実演鑑賞
満足度★★★★★
抽象性の高いパフォーマンスが「ハマる」というのはどういう現象なのか自分でもよく分からないが感覚している自分がいるのは事実で実に不思議。
井手氏本人の踊りは初めて。イデビアン・クルーは三度目。身体の動きは心情、感情を伴っており、そこが井手氏の特徴だろうか。ビニルシートを取っ払うと六畳一間の畳部屋の台。周囲は砂利を敷く代わりに白い無機物が敷かれた畔のような筋が、その左右に奥へ向かって伸び、奥では上奥袖から下奥袖まで一本伸びる(上から見ると鳥居のような)。最初、舞台の舞踊エリアの対角線に男女が立ち、目線が合うと、男女の関係だと分かる。カップル同士の営みが時に面白おかしく、時に虚しく、切なく、冷淡だったりノリノリだったりが演じられて行く。
動きのバリエーションは(井手氏っぽい動きというのはあるようだが)多彩と言え、先述した如くそれらは心情・感情のバリエーションを意味する。そして心地よい。

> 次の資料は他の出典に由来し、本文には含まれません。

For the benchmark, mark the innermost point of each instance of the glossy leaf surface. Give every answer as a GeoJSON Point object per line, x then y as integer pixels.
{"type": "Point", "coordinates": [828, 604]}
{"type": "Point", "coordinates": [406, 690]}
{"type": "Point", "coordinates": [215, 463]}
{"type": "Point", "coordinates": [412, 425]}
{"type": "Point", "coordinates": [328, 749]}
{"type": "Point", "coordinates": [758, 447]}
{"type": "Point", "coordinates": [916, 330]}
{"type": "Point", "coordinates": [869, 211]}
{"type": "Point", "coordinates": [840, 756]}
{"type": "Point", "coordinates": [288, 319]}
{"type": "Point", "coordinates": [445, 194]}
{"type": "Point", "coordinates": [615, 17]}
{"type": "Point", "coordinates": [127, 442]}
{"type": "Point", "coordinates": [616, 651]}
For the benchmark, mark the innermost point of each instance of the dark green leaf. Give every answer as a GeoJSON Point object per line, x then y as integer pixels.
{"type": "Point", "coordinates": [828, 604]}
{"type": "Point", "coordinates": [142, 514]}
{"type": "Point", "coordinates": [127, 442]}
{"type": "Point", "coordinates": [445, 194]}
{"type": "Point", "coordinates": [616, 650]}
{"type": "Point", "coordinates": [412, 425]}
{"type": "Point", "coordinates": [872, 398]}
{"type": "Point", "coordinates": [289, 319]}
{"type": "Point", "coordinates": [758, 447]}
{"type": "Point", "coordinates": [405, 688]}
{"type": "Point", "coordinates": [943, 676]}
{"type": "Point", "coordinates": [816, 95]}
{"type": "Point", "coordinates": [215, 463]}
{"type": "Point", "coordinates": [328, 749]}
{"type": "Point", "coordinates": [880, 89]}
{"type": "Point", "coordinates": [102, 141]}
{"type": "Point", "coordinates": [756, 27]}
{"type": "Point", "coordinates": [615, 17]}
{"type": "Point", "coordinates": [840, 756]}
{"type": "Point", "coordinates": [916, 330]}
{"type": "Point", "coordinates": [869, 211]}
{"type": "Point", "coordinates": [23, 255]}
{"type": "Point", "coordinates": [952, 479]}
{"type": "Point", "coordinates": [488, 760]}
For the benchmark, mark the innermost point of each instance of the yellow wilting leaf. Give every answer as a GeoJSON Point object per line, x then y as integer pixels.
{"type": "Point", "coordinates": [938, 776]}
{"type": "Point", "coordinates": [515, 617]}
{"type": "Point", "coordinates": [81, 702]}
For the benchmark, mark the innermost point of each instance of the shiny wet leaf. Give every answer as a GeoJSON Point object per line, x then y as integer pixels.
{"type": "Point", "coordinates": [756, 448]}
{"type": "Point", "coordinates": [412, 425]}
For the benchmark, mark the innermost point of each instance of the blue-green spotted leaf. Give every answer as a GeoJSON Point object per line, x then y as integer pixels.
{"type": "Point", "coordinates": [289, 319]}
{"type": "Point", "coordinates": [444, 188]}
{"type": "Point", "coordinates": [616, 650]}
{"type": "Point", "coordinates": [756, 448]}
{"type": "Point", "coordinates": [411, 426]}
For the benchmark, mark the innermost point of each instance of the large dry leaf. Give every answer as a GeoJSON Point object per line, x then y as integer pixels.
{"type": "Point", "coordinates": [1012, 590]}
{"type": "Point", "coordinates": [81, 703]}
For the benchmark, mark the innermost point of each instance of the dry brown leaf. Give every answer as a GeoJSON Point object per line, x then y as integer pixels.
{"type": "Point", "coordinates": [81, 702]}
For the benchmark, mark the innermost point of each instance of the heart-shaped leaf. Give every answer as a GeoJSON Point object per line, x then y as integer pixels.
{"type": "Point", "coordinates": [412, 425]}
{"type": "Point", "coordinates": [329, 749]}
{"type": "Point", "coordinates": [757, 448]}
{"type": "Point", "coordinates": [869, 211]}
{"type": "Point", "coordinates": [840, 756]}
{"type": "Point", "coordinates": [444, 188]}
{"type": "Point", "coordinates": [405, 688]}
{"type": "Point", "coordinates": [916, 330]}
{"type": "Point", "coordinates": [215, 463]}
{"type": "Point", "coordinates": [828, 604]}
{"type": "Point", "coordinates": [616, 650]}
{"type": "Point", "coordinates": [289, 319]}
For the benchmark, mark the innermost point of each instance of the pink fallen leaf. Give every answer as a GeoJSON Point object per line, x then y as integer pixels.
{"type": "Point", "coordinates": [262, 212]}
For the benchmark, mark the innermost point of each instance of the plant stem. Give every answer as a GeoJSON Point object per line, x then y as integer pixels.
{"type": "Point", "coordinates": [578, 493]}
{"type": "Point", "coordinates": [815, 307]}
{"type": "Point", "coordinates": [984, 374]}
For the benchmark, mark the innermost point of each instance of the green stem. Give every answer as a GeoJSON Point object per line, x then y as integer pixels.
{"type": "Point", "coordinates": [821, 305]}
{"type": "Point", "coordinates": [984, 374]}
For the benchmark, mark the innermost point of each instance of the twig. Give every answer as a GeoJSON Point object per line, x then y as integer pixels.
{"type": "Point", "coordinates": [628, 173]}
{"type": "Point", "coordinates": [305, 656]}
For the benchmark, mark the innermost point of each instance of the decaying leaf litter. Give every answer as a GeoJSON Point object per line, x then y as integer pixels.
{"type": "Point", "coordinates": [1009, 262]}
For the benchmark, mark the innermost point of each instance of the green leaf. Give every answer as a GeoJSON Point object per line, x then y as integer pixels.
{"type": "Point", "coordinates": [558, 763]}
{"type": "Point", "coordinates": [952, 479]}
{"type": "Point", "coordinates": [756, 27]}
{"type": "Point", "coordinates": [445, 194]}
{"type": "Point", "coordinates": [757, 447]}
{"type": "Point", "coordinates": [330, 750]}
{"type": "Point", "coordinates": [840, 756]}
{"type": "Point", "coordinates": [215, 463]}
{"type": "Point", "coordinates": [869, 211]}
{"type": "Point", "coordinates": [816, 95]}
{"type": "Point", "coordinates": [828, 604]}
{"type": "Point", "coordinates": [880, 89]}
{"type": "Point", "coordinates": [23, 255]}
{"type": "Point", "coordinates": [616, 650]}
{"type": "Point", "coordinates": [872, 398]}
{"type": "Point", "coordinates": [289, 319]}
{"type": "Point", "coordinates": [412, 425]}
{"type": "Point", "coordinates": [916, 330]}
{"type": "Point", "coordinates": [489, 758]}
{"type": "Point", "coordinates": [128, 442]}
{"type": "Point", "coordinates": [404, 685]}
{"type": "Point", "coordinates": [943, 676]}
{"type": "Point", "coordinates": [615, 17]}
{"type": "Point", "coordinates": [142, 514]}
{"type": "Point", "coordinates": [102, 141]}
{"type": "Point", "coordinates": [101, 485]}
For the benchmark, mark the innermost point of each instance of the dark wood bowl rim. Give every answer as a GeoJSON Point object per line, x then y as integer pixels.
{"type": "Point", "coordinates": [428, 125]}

舞踊には楽曲も不可欠だがスタイリッシュ。一曲目のヴィヴァルディの曲が微妙な強弱が少し入ったと思うとエコーが微妙にかかったり、鳴り方が変わったり(ステレオ全開が局所でAMラジオの音、になったり)、空振りパンチ攻撃に合わせて効果音の「空を切る音」を入れ込んだりと忙しく、嬉しい。一曲目は唐突に終わり、突如ベース音がリズムを刻みスローなドラムに、二人の揺らぐ身体が揃う。理屈抜きに相性抜群な瞬間だ。
音楽は5,6曲程だったか。ボレロも流れる。人生のあらゆる場面だったり、想像の世界を遊ぶ時間だったり、どちらかの見る夢だったり・・。
延々と続く二人の風情への既視感は、最後に種明かしがある(その作品を知らなきゃ分からないが)。
1時間と少しと舞踊作品としては平均的だったが、もっと長く、めくるめく時間を過ごした感覚である。